Prime Minister Malcolm Turnbull is being urged to put a series of controversial human rights issues on the agenda when he meets with ASEAN leaders in Sydney this weekend.
Human rights campaigners want the prime minister to raise the anti-democratic crackdown in Cambodia, the Rohingya refugee crisis in Myanmar and restrictions on free speech in Thailand, Vietnam, Malaysia and Singapore during the two-day summit.
Elaine Pearson, Australia director at Human Rights Watch says failing to publicly raise the issues would deliver a propaganda coup to ASEAN leaders contemplating major crackdowns, jailing journalists or dismantling democratic institutions.
"The ASEAN summit shouldn't just be an opportunity to dance with dictators, but a chance to publicly press them over horrific human rights abuses across the region," said Elaine Pearson, Australia director at Human Rights Watch.

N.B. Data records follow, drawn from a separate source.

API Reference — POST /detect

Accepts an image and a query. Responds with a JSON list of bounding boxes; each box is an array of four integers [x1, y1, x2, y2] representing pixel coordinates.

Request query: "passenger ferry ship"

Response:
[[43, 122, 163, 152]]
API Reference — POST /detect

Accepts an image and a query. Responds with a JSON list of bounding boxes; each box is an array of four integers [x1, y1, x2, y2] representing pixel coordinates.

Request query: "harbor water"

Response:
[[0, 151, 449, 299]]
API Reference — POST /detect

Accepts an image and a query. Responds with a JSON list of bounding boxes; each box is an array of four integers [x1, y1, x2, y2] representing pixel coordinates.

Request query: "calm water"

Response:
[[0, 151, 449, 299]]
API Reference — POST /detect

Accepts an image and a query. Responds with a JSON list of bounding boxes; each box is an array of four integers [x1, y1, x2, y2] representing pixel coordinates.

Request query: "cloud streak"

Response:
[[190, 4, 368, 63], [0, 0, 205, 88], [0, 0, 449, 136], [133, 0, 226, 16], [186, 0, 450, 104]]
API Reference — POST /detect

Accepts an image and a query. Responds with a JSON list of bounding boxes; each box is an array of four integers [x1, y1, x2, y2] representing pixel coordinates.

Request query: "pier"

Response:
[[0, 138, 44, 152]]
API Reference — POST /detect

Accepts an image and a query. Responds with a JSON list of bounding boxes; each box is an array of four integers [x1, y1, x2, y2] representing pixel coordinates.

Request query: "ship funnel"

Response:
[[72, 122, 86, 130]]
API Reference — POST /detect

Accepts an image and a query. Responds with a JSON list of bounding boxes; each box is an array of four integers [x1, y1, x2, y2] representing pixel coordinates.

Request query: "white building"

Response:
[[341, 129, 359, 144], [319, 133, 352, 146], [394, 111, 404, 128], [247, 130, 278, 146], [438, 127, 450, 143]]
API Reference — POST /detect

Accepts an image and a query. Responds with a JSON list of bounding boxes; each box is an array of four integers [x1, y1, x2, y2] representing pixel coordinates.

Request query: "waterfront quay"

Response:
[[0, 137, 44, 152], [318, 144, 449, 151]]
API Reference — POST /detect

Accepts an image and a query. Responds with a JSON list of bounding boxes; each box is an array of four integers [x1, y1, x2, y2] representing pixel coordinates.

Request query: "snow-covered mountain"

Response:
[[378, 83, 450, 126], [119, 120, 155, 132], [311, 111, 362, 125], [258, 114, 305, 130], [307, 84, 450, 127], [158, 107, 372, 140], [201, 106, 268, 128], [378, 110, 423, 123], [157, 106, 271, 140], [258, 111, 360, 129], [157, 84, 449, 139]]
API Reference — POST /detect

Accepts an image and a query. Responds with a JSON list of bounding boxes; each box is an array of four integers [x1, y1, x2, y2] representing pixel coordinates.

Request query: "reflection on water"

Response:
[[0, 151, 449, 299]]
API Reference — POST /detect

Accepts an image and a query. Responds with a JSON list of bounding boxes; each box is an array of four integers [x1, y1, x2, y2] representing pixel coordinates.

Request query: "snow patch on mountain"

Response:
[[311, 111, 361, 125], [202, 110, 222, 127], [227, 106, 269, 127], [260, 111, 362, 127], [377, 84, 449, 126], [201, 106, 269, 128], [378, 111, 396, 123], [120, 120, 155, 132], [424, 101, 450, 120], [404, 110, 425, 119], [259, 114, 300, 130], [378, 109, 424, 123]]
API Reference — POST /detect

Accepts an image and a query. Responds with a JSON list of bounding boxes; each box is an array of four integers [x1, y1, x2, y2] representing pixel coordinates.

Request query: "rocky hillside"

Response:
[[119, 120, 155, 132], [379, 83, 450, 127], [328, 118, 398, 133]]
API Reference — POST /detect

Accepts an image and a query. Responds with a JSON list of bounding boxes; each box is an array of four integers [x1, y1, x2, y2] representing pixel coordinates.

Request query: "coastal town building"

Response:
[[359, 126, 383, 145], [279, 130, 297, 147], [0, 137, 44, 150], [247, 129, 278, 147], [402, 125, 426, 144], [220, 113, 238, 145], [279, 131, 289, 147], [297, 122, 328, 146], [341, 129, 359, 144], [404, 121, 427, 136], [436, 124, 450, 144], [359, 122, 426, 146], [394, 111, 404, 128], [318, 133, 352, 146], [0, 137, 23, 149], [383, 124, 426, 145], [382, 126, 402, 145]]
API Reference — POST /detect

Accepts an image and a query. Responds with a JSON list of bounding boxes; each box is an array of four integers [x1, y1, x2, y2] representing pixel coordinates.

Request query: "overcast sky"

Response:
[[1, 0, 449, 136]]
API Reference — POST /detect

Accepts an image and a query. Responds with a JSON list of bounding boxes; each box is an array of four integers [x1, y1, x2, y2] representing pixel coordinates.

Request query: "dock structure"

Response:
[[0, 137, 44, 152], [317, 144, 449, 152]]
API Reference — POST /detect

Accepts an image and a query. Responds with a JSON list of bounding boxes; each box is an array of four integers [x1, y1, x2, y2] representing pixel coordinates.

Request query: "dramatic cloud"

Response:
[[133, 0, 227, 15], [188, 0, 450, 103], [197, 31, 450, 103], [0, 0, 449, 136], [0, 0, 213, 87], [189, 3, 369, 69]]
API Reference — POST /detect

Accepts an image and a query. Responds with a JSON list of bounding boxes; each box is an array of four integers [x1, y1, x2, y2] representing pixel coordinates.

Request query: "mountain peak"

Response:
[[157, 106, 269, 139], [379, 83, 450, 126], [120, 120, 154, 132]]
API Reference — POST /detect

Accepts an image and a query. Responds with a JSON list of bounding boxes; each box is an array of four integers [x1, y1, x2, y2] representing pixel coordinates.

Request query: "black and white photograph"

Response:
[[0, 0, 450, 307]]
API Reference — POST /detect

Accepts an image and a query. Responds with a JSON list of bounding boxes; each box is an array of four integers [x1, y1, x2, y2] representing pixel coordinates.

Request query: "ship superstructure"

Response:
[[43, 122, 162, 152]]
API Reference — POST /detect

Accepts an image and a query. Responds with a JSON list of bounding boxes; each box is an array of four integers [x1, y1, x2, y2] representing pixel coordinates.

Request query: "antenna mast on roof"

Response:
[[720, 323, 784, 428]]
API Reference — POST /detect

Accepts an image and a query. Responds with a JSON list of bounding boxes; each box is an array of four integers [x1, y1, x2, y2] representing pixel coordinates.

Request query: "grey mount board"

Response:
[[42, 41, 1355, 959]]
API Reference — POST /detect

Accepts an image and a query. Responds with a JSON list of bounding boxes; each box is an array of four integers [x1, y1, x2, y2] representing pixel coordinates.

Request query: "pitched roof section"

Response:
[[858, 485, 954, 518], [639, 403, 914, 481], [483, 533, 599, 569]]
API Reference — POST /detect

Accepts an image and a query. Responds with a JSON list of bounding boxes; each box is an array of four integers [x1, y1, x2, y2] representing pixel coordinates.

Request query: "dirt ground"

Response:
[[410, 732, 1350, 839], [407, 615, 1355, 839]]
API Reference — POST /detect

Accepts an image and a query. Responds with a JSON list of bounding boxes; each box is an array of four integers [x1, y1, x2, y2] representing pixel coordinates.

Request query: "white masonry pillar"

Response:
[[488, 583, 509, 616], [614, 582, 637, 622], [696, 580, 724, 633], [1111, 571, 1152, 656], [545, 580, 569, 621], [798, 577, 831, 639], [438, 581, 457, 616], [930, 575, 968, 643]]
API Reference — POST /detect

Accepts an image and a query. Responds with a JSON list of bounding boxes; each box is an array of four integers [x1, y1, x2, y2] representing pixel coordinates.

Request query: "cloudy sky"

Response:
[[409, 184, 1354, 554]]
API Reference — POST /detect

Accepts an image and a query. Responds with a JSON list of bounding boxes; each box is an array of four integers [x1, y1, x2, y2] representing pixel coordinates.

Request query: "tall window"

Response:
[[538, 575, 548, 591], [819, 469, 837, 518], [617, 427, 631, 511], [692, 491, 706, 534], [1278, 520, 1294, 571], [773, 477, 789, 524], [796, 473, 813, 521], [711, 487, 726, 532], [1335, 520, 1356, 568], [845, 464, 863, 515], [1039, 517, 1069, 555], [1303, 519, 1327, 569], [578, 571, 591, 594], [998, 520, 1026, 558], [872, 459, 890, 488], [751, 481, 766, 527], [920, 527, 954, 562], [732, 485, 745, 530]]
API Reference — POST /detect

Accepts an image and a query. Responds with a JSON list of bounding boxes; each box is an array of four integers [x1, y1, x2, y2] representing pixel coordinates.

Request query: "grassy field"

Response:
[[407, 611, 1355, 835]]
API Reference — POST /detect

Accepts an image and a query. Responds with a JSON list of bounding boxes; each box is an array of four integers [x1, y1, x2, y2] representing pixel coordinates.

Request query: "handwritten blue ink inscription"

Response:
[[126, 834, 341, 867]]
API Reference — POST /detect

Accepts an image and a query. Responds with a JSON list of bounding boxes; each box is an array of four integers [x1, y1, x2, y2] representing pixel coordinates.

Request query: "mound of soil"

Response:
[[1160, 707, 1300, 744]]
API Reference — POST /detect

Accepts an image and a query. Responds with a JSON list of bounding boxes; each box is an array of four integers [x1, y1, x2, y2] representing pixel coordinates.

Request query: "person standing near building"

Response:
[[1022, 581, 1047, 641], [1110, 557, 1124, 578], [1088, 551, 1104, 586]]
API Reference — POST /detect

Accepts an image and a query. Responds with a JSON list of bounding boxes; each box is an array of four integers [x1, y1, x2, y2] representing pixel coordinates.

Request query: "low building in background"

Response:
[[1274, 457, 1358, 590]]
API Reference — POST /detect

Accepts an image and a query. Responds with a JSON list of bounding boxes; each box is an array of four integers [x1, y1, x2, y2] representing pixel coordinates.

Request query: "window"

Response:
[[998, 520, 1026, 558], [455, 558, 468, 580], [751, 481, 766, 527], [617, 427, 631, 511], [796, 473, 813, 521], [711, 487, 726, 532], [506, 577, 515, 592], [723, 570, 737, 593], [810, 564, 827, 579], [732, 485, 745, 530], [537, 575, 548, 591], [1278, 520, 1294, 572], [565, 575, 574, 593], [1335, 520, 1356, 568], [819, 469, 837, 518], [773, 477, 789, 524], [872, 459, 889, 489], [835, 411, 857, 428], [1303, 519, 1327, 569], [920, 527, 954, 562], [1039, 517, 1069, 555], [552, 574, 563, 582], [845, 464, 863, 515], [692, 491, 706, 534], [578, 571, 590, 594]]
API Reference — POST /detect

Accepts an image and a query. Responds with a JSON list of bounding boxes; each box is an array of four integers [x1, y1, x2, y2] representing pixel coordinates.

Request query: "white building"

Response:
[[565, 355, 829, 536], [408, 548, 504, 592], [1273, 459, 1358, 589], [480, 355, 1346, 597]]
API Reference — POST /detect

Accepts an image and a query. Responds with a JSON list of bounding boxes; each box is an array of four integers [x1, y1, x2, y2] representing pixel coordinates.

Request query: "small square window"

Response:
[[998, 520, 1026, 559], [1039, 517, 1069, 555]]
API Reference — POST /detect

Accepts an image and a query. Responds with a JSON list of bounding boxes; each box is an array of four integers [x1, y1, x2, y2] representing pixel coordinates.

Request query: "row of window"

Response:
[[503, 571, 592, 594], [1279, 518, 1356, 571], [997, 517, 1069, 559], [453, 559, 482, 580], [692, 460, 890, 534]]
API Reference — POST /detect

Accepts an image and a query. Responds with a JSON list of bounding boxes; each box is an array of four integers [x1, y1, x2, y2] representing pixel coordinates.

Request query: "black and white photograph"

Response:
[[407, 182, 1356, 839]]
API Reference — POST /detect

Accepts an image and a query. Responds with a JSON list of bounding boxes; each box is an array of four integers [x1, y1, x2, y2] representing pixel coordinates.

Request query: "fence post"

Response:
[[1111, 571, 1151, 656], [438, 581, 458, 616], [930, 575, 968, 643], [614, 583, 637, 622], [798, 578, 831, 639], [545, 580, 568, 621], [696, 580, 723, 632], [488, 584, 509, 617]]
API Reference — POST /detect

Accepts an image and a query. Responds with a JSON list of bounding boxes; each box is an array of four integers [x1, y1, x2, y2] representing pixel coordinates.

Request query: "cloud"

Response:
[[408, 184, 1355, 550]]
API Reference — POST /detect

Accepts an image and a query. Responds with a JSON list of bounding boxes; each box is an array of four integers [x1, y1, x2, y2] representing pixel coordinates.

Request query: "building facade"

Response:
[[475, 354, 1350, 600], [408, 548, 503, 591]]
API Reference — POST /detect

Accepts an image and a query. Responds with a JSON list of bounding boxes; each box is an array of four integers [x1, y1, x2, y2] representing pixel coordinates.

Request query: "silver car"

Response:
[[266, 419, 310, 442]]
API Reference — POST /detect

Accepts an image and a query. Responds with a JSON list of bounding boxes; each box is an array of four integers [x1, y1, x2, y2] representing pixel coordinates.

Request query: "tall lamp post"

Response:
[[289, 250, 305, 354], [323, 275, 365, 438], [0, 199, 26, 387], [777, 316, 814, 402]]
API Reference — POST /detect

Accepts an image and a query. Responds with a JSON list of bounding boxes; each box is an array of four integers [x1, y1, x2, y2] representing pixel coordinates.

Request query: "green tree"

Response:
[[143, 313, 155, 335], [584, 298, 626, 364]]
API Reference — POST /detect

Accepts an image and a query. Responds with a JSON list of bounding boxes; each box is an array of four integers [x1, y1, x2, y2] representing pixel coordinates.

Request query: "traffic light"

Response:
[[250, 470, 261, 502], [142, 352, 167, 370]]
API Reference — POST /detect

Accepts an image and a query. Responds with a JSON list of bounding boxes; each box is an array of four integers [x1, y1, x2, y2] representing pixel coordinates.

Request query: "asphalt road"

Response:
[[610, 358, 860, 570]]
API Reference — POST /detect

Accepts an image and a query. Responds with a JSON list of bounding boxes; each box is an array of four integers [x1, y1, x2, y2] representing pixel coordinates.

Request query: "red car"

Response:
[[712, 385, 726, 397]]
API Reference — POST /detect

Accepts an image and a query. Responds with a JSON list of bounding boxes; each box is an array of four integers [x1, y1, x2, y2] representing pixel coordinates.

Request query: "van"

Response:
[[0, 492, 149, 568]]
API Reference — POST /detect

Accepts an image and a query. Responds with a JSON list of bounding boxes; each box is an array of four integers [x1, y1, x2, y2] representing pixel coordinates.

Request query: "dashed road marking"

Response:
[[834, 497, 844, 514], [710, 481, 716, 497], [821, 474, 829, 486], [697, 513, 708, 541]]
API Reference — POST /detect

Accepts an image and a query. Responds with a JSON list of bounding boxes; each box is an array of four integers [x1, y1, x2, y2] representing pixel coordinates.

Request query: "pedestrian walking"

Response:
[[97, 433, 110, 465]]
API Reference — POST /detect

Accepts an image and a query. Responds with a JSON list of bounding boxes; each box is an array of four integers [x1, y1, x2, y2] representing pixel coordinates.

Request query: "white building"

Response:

Mr Turnbull is due to host leaders from the 10 ASEAN member nations, apart from Philippines president President Rodrigo Duterte, at the special summit that kicks off in Sydney on Saturday.
Australia is not a member of ASEAN, but was given strategic partner status in 2014.
In a briefing paper about the summit released on Wednesday, Human Rights Watch outlined its concerns about a series of abuses in Cambodia, Indonesia, Malaysia, Myanmar, the Philippines, Singapore, Thailand and Vietnam.
The paper said many of those governments routinely commit serious human rights violations, crack down on civil society organisations and the media, or undermine democratic institutions by allowing corruption to flourish.
It criticised Myanmar for its military campaign of ethnic cleansing against Royhingya Muslims, and urges Mr Turnbull to tell defacto leader Aung San Suu Kyi that Australia will impose military sanctions if the atrocities aren't brought to an end.
The paper accuses the Philippines president of presiding over a "murderous war on drugs" that has seen thousands of users and small-time pushers killed in a campaign Mr Duterte launched after he took office in 2016.
Cambodia's Prime Minister Hun Sen is also singled out for banning the country's main opposition party, closing an independent newspaper and threatening protesters in Australia for speaking out against his anti-democratic crackdown ahead of a general election in July.
The Human Rights Watch briefing paper suggests Mr Turnbull, as head of the oldest democracy in the region, should offer assistance for leaders who want to make genuine reforms and encourage them to work with civil groups on building democratic institutions.